A three-day curfew in September, keeping people at home under quarantine, was hailed as a success by authorities, despite some criticism.
The country’s National Ebola Response Centre says a new lockdown will come into place next week. It will affect close to 2.5m people.
While the number of cases has slowed since the peak of the outbreak, the virus is far from eradicated.
In the seven days leading up to 15 March, there were 55 new cases in Sierra Leone, and 90 in neighbouring Guinea.
The number of new cases in Liberia – where most deaths have occurred – has not been registered.
Palo Conteh, the head of the NERC, told the AFP news agency that the curfew would take place across the Western Area of Sierra Leone, a part of the country that includes the capital, Freetown.
The districts of Bombali and Port Loko will also be affected.

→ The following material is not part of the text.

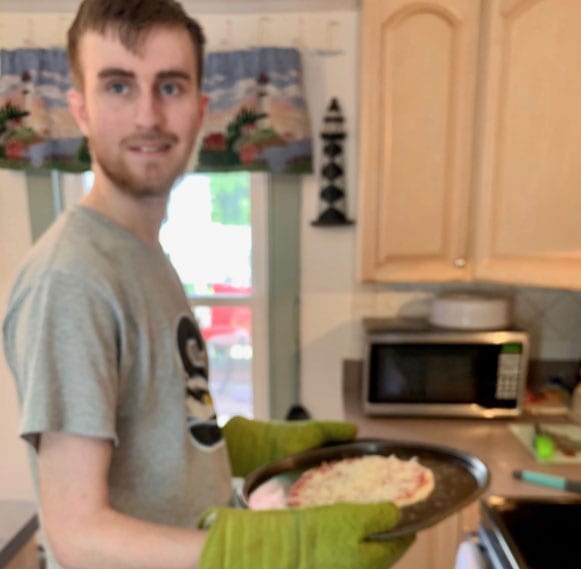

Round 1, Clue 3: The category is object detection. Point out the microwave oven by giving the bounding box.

“The lockdown will be conducted from March 27 to March 29 and will be like the one we conducted in September last year,” said Mr Conteh.

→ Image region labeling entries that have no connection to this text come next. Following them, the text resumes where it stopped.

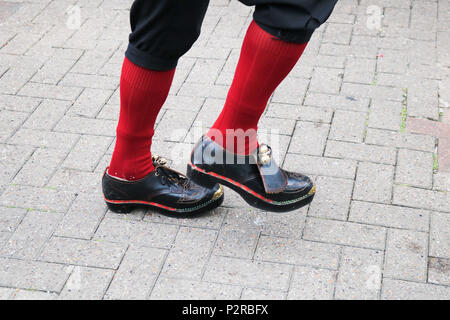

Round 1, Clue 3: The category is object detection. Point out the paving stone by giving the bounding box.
[284,153,356,179]
[39,237,126,269]
[0,258,69,292]
[0,110,28,141]
[303,218,386,249]
[429,212,450,258]
[0,211,62,259]
[0,185,74,212]
[287,267,336,300]
[241,288,286,300]
[289,121,330,156]
[393,185,450,212]
[59,266,114,300]
[353,162,394,203]
[255,236,340,269]
[335,247,383,300]
[203,256,292,290]
[11,289,58,300]
[13,148,67,187]
[325,140,397,164]
[348,201,430,232]
[68,88,113,118]
[150,277,242,300]
[384,229,428,282]
[329,110,367,142]
[95,218,178,248]
[55,192,106,240]
[62,135,113,171]
[366,128,435,152]
[105,245,167,299]
[262,206,308,239]
[308,177,353,220]
[213,209,266,258]
[428,258,450,286]
[368,100,402,131]
[395,149,433,189]
[0,207,27,232]
[161,228,217,280]
[381,279,450,300]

“The government and partners are hopeful that latent cases that are now not being reported or recorded will come out.”
Mr Conteh said that health workers will visit every house in the areas affected by the lockdown. They will remind people about the dangers of touching corpses and taking patients to traditional healers.

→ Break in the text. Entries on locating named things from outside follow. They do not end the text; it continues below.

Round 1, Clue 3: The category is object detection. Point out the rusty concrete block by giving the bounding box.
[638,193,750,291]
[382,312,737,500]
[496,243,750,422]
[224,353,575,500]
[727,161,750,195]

There have been 10,179 deaths due to Ebola, according to the World Health Organization.
The majority of those deaths have been in three West African countries – Liberia, Guinea and Sierra Leone.
The economic effect of the outbreak has been severe in Sierra Leone.
The World Bank estimates that the revenue of some parts of the population has dropped by as much as 40%, and that close to 180,000 people have lost work as a result of the crisis.
Despite dozens of new cases every week, the government is determined to meet a target to eradicate Ebola by 15 April.